Consider this evidence.
‘Bring back our strangest ad character!’
The restaurant industry has birthed its share of bizarre marketing figures, from Herb the Nerd (a loser whose only redeeming quality was loving Whoppers) to Quiznos’ sponge monkeys. Squarely in that pack is the Noid, a buck-toothed troll outfitted in a fire engine-red jumpsuit with strange rabbit-like ears.
He was supposedly a mischievous but lovable superpower who could wreck any pizza delivery that didn’t start with a call to Domino’s. The chain adopted the marketing tag line, “Avoid the Noid,” and spread awareness (of the character, at least) by putting the Noid in a video game. Rights were even negotiated for a Noid TV program, though the producers backed away because of accusations they were trying to sell pizza to children on the sly.
The Noid’s run ended in tragedy when a deranged man named Kenneth Lamar Noid held two Domino’s employees hostage for five hours in a unit outside Atlanta, demanding $100,000 for what he alleged was a personal attack from the chain.
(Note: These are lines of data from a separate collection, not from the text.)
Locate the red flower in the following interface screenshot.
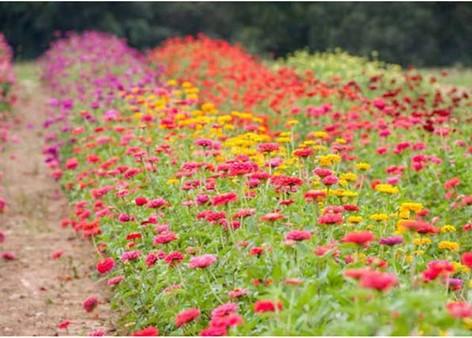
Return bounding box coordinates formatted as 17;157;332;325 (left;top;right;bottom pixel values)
135;196;148;206
250;246;264;256
1;251;16;260
211;192;238;206
261;212;284;222
97;257;115;274
165;251;184;266
175;308;200;327
461;252;472;268
444;177;460;190
359;271;397;291
254;299;283;313
57;320;71;329
344;267;372;280
422;260;454;281
342;231;375;246
132;326;159;336
83;295;98;312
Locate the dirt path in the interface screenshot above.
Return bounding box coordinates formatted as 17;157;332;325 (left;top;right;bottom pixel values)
0;64;114;336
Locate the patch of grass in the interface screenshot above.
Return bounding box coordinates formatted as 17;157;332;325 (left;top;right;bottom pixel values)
13;62;40;82
420;67;472;89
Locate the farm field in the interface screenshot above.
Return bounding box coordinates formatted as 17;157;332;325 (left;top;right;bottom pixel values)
0;31;471;336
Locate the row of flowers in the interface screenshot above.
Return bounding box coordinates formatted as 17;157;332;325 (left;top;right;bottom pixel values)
0;33;15;116
43;32;471;335
0;33;15;239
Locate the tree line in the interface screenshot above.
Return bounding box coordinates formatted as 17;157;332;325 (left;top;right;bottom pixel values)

After the real Noid was apprehended, Domino’s decided to mothball the cartoon character.
But, like Elvis, the Noid may still be with us. Domino’s announced this week that it would award two packages of Noid memorabilia as the top prizes in a sweepstakes accompanying the rollout of a $7.99 seven-days-a-week pizza deal. Domino’s said it scoured the internet to dig up goodies like a Noid lunchbox. “If you don’t know who the Noid is, stop reading,” Domino’s advises on a special website, PizzaPayback.com, that was set up to tout the offer.
Is fear swelling pizza sales?
The quick-service market might have caught some Noid-itis during the second quarter, judging from the lackluster financial performance of former high-flyers like Taco Bell (comps down 1% for the period) and Dunkin’ (comps up just 0.5%). Executives and researchers say June was a particularly difficult month, though they don’t agree on the whys.
One financial institution has put forth an unusual theory as to why pizza chains appear to have dodged the slowdown (Domino’s posted a domestic comp-store rise of 9.7% right before the Noid’s comeback was revealed). KeyBanc Capital Markets postulated that consumers are staying home amid the social and political turmoil of recent weeks instead of venturing out to their usual casual-dining haunts. Instead of cooking, they’re calling Papa John’s and its competitors, boosting their sales while cutting visits to full-service places by as much as 5%.
Cracking down on delivery times
The Noid probably couldn’t have afforded his first snazzy suit if Domino’s hadn’t drawn so much business in the old days with a service guarantee: Get your pie in 30 minutes or it was free. The come-on was abandoned after a rash of litigation alleging the guarantee forced Domino’s deliverers to drive recklessly fast to stay within the 30-minute window.
Now come signs that guarantees are making a comeback. Certainly, consumers are being conditioned to note how accurately restaurants forecast delivery times. The sister third-party services GrubHub and Seamless announced about 11 days ago that they would start asking delivery customers to include an assessment of how accurately the source of their meals predicted the time of arrival. The patrons are also being asked to rate the accuracy of the order.
A different sort of fast food
If delivery drivers stomp too hard on the gas pedal to stay within the forecasted service time, they’ll get more than a ticket if they’re in the Washington, D.C., area. A restaurant there called Caribbean Creations is extending a discount to any driver who’s caught speeding by one of the city’s traffic cameras.
The region is in the midst of what appears to be a speeding crackdown. The District issued 365,000 speeding tickets just during the first half of 2016, according to the local NBC affiliate.